Since the post-crisis trough of major stock indexes, companies have binged on themselves. According to Thomson Reuters data, boards of US companies have given the go-ahead to slurp $1.4 trillion of their own shares out of the market during the last four years. Over the same span, the amount of new stock issuance, either by way of initial public offerings or follow-on sales, only adds up to about $820 billion.
The buyback boom signals a dearth of sensible investment opportunities and transfers the onus of finding them from chief executives to fund managers. Stock repurchases generally mean companies don't think capital expenditures or takeovers will deliver the same level of returns as shrinking their share counts. The belief is so pervasive that even those who have failed spectacularly with the strategy in the past - buying high and selling low - are trying it again.

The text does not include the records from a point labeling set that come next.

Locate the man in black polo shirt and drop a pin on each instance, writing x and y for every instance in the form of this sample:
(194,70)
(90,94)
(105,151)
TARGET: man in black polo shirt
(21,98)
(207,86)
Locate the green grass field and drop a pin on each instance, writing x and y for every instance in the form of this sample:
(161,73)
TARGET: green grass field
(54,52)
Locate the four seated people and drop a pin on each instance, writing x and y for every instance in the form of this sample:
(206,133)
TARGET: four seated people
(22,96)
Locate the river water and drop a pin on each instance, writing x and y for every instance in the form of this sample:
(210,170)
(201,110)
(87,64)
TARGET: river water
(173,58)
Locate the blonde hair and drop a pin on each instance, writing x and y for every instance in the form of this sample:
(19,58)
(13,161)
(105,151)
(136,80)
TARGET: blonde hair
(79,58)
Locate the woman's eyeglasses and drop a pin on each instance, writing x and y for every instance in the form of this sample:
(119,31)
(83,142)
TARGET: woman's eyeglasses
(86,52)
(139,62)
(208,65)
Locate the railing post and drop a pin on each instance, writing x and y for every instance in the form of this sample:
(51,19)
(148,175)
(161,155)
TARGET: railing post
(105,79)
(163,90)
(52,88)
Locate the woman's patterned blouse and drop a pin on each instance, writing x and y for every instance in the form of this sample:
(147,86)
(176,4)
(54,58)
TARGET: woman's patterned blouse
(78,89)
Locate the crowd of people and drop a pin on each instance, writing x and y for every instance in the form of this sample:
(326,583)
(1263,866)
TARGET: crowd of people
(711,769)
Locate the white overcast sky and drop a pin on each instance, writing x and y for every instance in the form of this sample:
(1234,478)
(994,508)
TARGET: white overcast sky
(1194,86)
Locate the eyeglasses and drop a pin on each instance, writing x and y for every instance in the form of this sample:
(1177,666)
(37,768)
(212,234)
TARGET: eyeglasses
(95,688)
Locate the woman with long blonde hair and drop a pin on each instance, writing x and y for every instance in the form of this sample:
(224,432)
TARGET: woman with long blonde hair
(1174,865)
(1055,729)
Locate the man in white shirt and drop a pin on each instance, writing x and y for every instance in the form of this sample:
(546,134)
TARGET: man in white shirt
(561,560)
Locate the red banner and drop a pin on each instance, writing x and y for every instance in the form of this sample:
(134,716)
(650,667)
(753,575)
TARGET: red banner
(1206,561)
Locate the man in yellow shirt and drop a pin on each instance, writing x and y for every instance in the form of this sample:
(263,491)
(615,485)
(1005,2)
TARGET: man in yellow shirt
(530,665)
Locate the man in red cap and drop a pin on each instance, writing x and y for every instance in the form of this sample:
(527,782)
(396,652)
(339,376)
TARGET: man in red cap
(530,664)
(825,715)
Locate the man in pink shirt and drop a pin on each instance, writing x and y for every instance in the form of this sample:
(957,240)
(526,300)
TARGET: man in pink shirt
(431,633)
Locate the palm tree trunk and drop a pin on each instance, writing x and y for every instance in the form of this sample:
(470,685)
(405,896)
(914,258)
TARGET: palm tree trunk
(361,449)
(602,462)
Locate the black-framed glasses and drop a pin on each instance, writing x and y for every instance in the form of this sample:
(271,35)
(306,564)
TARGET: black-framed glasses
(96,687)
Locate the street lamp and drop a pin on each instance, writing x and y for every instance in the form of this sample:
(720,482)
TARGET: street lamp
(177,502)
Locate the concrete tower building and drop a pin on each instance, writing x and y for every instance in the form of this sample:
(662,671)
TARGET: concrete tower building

The return of so much cash occurring simultaneously with the elimination of so much stock not only drives up prices but also reduces choices. Combined with the cheap liquidity provided by central banks, the phenomenon creates rising demand for new equities. Investors have, for example, lapped up highly indebted IPOs from the likes of satellite operator Intelsat and theme park operator SeaWorld as well as risky ventures like Russian payment system Qiwi.
It's no wonder Leon Black says Apollo Global is "selling everything that is not nailed down." The buyout firm this week filed to take Claire's public despite the specialty retailer carrying debt of over seven times adjusted Ebitda. Nearly a dozen new stocks were debuting in New York this week. Perfumer Coty is on deck. Neiman Marcus and Ares Management are among those seen getting ready to go public. It'll take all those and then some to fill the gap created by share-cannibals like Apple.